Tucsonan Larry Schnebly was among those Southern Arizonans who traveled to the path of totality to have the full experience. He recounted the experience by phone while he and his family were stopped along a windy eastern Wyoming highway.
As the moon moved across the face of the sun, the occupants of several dozen vehicles took their places on a hillside and along the roadside near the Schnebly clan. A man playing an indigenous Australian instrument serenaded them.
"It’s a once in a lifetime experience that some people are going to get to have more than once in a lifetime.”
“Now it’s starting to get a little darker and the didgeridoo man is playing more loudly,” Schnebly said. Overhead was a hot air balloon and several small aircraft getting aerial views of the eclipse.
As the sun's light was fully blocked by the moon, Schnebly described it: "There is a total circle of haloed light surrounding the moon."

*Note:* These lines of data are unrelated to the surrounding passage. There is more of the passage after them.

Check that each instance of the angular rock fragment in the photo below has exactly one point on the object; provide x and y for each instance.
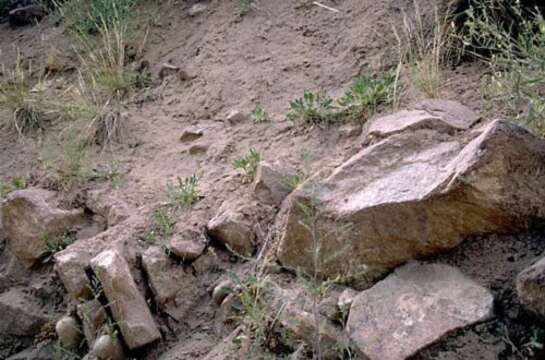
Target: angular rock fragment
(30, 217)
(272, 183)
(530, 286)
(129, 308)
(417, 192)
(414, 307)
(176, 291)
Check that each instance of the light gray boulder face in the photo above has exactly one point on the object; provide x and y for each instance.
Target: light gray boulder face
(530, 286)
(32, 216)
(20, 314)
(417, 192)
(129, 308)
(413, 308)
(176, 291)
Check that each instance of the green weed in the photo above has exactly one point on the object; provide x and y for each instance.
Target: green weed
(248, 163)
(185, 193)
(313, 107)
(366, 95)
(260, 115)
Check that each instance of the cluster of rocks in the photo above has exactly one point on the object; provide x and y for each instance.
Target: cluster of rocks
(424, 181)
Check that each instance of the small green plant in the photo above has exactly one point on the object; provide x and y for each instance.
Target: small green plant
(59, 243)
(246, 6)
(23, 98)
(248, 163)
(185, 193)
(112, 174)
(260, 115)
(162, 225)
(510, 39)
(313, 107)
(366, 95)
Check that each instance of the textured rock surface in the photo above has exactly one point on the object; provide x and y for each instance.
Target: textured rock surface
(531, 288)
(93, 317)
(175, 290)
(29, 217)
(20, 314)
(129, 308)
(414, 307)
(417, 193)
(71, 263)
(272, 183)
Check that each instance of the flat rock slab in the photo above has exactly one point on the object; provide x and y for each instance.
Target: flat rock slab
(129, 308)
(413, 308)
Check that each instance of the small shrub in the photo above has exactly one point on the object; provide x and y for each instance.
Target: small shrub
(23, 98)
(311, 108)
(248, 163)
(88, 16)
(112, 174)
(260, 115)
(366, 95)
(185, 193)
(59, 243)
(245, 6)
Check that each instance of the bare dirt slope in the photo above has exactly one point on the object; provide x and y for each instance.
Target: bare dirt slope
(267, 57)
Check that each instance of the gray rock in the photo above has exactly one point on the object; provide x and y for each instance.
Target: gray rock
(530, 286)
(176, 291)
(107, 347)
(20, 314)
(93, 317)
(413, 308)
(32, 216)
(417, 192)
(129, 308)
(272, 183)
(68, 333)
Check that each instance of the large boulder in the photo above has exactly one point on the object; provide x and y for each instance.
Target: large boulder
(72, 262)
(414, 307)
(32, 216)
(128, 306)
(530, 286)
(20, 314)
(419, 191)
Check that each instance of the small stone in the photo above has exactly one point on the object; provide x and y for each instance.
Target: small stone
(129, 308)
(108, 348)
(93, 317)
(197, 9)
(191, 134)
(530, 286)
(235, 117)
(221, 291)
(187, 249)
(68, 332)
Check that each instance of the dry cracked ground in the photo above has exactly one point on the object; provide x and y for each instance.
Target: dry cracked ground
(211, 230)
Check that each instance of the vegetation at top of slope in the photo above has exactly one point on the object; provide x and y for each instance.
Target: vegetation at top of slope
(510, 38)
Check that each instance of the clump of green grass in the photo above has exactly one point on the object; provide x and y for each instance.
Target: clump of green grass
(88, 15)
(185, 193)
(162, 225)
(58, 243)
(248, 163)
(510, 39)
(22, 98)
(260, 115)
(366, 95)
(313, 107)
(111, 174)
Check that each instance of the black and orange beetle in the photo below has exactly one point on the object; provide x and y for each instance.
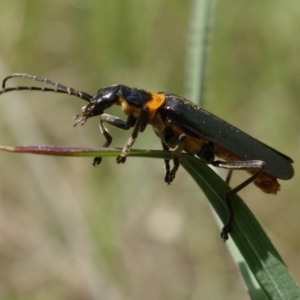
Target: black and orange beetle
(181, 126)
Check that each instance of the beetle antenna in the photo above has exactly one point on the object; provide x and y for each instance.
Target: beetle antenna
(59, 88)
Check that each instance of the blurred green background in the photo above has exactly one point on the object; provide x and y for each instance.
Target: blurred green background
(71, 231)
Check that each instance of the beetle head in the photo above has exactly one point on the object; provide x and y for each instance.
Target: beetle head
(105, 98)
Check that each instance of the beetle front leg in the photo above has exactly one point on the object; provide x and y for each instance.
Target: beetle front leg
(140, 125)
(114, 121)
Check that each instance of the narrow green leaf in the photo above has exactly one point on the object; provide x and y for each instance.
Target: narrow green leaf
(256, 248)
(260, 255)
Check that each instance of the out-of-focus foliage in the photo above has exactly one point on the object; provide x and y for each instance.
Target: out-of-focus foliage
(71, 231)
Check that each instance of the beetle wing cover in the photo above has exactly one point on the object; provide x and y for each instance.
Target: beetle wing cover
(197, 122)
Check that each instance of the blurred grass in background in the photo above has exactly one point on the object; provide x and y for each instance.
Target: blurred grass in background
(71, 231)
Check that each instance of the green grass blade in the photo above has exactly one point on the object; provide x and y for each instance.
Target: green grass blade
(259, 254)
(256, 248)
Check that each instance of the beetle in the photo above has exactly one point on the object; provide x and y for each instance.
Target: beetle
(181, 126)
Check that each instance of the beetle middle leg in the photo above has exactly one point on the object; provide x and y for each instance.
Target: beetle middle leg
(178, 143)
(237, 165)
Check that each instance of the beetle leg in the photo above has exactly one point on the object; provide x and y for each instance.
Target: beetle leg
(140, 125)
(114, 121)
(175, 154)
(177, 142)
(167, 163)
(237, 165)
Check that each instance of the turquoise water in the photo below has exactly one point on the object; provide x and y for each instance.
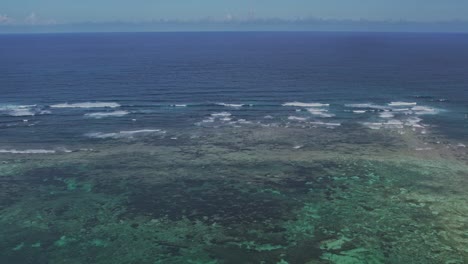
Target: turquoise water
(233, 148)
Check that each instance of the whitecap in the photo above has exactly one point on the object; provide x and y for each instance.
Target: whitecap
(87, 105)
(424, 110)
(221, 114)
(392, 124)
(320, 112)
(297, 118)
(99, 115)
(386, 115)
(367, 105)
(422, 149)
(18, 110)
(359, 111)
(30, 151)
(125, 134)
(230, 105)
(325, 124)
(299, 104)
(402, 103)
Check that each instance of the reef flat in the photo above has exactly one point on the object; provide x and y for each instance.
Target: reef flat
(240, 195)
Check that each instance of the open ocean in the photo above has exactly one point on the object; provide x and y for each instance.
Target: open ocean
(237, 148)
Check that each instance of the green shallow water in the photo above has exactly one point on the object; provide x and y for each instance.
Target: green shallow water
(246, 195)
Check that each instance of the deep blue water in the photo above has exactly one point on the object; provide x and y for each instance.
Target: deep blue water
(147, 72)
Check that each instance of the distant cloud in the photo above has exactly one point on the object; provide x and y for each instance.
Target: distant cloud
(230, 22)
(34, 20)
(5, 20)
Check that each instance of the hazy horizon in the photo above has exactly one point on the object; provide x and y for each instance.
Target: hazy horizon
(297, 15)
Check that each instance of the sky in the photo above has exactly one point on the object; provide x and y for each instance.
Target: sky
(50, 12)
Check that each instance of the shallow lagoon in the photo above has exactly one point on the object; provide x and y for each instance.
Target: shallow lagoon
(297, 147)
(240, 195)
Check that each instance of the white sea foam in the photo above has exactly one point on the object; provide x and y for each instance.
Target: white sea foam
(126, 134)
(386, 115)
(221, 114)
(297, 118)
(230, 105)
(319, 112)
(367, 105)
(31, 151)
(392, 124)
(99, 115)
(402, 104)
(18, 110)
(359, 111)
(423, 149)
(87, 105)
(424, 110)
(299, 104)
(325, 124)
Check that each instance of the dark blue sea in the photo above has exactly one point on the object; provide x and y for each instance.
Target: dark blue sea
(258, 147)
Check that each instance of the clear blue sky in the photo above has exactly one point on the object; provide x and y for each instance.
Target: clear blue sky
(66, 11)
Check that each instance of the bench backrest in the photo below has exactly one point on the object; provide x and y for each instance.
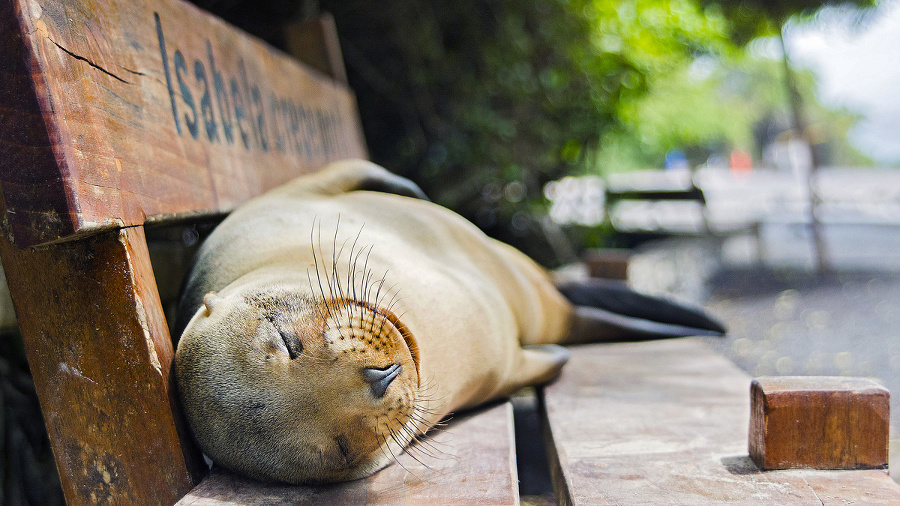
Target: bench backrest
(117, 114)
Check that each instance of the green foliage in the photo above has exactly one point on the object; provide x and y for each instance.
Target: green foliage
(482, 102)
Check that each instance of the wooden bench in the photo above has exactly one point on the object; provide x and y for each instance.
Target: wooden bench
(125, 116)
(649, 194)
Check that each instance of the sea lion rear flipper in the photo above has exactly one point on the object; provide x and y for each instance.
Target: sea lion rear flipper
(352, 175)
(607, 311)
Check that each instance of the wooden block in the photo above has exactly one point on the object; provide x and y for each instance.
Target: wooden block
(470, 461)
(100, 354)
(118, 112)
(665, 422)
(819, 423)
(608, 263)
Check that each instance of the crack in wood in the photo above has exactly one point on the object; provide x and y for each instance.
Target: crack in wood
(92, 64)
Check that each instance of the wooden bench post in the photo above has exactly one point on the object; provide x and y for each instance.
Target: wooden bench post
(116, 114)
(100, 354)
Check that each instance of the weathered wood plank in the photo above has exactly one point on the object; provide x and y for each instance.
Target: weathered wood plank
(315, 43)
(117, 112)
(470, 461)
(666, 422)
(100, 354)
(819, 422)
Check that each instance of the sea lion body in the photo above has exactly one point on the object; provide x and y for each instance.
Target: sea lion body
(368, 284)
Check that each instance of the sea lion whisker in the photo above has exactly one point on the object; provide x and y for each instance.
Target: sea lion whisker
(425, 444)
(395, 457)
(351, 272)
(412, 455)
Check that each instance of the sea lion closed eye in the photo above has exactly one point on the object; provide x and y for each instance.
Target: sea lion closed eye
(326, 327)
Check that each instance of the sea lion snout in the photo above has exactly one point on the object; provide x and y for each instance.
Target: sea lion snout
(380, 379)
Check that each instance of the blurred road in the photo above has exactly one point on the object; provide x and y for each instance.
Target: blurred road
(783, 319)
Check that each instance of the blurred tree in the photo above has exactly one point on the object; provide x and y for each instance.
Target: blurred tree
(483, 102)
(755, 18)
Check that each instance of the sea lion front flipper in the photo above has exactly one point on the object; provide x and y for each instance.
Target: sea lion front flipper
(608, 311)
(540, 363)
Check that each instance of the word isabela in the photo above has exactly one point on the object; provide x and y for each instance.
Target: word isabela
(235, 110)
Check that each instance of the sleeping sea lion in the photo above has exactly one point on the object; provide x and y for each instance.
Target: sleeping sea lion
(326, 327)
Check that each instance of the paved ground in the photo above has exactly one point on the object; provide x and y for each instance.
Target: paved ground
(786, 320)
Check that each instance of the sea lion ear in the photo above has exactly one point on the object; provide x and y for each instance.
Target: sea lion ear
(210, 301)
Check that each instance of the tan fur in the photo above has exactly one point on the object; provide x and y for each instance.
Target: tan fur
(454, 309)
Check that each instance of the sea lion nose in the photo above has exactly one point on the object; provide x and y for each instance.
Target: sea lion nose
(381, 378)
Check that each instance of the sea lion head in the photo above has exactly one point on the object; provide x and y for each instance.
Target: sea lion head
(281, 385)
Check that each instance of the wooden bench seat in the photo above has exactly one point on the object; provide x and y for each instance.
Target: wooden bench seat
(666, 422)
(125, 114)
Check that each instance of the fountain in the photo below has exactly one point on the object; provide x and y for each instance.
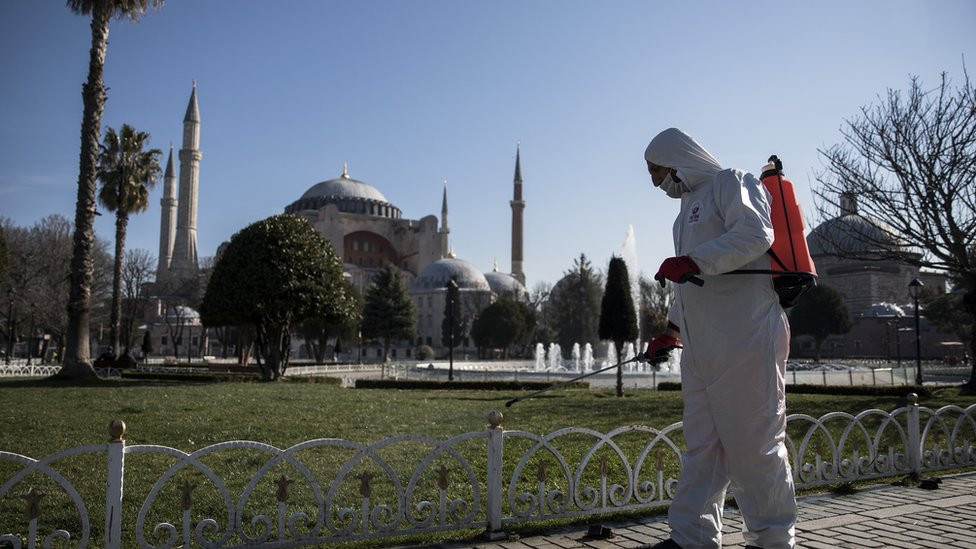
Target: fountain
(629, 354)
(540, 357)
(587, 358)
(628, 252)
(611, 356)
(555, 358)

And as the sun started to reappear, "Dawn is coming up like thunder over the mountainous plain terrain we’re standing in.”
Schnebly, a retired television station executive, said this was the first eclipse he witnessed in person. While he doesn't view it as "life changing," he recommends experiencing totality.
“Oh, it’s well worth it, if you’ve got an opportunity to go by all means do so. Yeah. It’s a once in a lifetime experience that some people are going to get to have more than once in a lifetime.”
The next total solar eclipse to bisect the country — from Texas north to Ohio, across Lakes Erie and Ontario and over northern New York and New England — is April 8, 2024.